Il se murmure, dans la presse et le monde politique, que, dans les projets d'EDF, deux sites basés en Auvergne Rhône-Alpes seraient en concurrence pour accueillir un nouvel EPR : le site du Bugey, dans l'Ain, ou celui de Pierrelatte, dans la Drôme. C'est pour "emporter la partie" qu'une démarche a été entreprise par la présidente (LR) de la Drôme, Marie-Pierre Mouton, sous la forme d'une lettre de candidature.

Le courrier, communiqué à la presse lundi 1er février, a été cosigné par des élus du département de la Drôme, du Vaucluse, du Gard et de l’Ardèche parmi lesquels on trouve Pascal Terrasse ancien président (PS) du département de l’Ardèche, Jean Michel Catelinois, maire (LREM) de Saint-Paul-Trois-Châteaux et président de la Communauté de communes de Drôme sud ou encore Alain Gallu (DVD), maire de Pierrelatte.

Notre communiqué de presse du jeudi 4 février: Nous souhaitons, par cette tribune, répondre point par point à la lettre...

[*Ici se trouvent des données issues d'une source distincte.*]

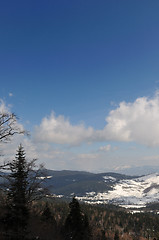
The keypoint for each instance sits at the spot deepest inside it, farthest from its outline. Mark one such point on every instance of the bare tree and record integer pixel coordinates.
(9, 126)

Publiée par STOP Tricastin sur Jeudi 4 février 2021

Dans un communiqué récent, l'association "Stop Tricastin", composée d'habitants opposés au nucléaire, balaye l'ensemble des arguments présentés dans ce courrier en faveur d'un tel projet.

Ils nient tout d'abord "l'acceptation du nucléaire par la population" qui est évoquée : "Dans le sondage BVA /ORANO évoqué dans la lettre des élus 29% des sondés autour de Tricastin estiment que la centrale est un handicap pour la région. Et rappelons que notre pétition pour la fermeture du réacteur numéro 1 du Tricastin a recueilli plus de 41 000 signatures dont 1024 en Drôme et 987 en Ardèche." répond l'association.

Des arguments défavorables au projet

Autre argument : pour "Stop-Tricastin", il ne faut pas négliger les risques que représenterait l'implantation d'un nouveau réacteur dans une zone sismique : "On ne pourra donc se prononcer sur la centrale du Tricastin que lorsque l’IRSN et le CNRS auront terminé leur évaluation du séisme de référence à prendre en compte, tout en sachant, Fukushima nous l’a montré, qu’un séisme nettement supérieur au séisme historique est toujours possible lorsque le site de la centrale se trouve en zone sismique." est-il expliqué.

Les opposants s'interrogent également sur l'avenir des déchets radioactifs "dont on ne sait que faire et que personne ne veut... leur gestion et le coût de celle-ci reposeront sur les générations futures." Enfin, ils estiment que ces réacteurs nucléaires de nouvelle génération représenteraient un coût trop important, qui reviendra, au final, au consommateur ou au contribuable.

Contactés par nos soins, le porte-parole de "Stop Tricastin" soulève d'autres points qu'il estime problématiques dans ce projet.

Le premier est très politique. Il concerne la présidente (LR) de la Drôme, Marie-Pierre Mouton. "Elle est également présidente de la Commission d'Information des citoyens sur le nucléaire autour de Tricastin, et ouvertement pro-nucléaire. Nous lui prêtons des arrière-pensées politiques, notamment les futures élections cantonales où elle compte se présenter." De leur côté, les opposants au nucléaire fondent beaucoup d'espoir sur une éventuelle victoire des écologistes aux futures élections régionales, officiellement hostiles à l'implantation d'un EPR à Tricastin. "Ils ont remporté Grenoble, Lyon, Annecy et d'autres villes. C'est maintenant ou jamais." commente-t-il. 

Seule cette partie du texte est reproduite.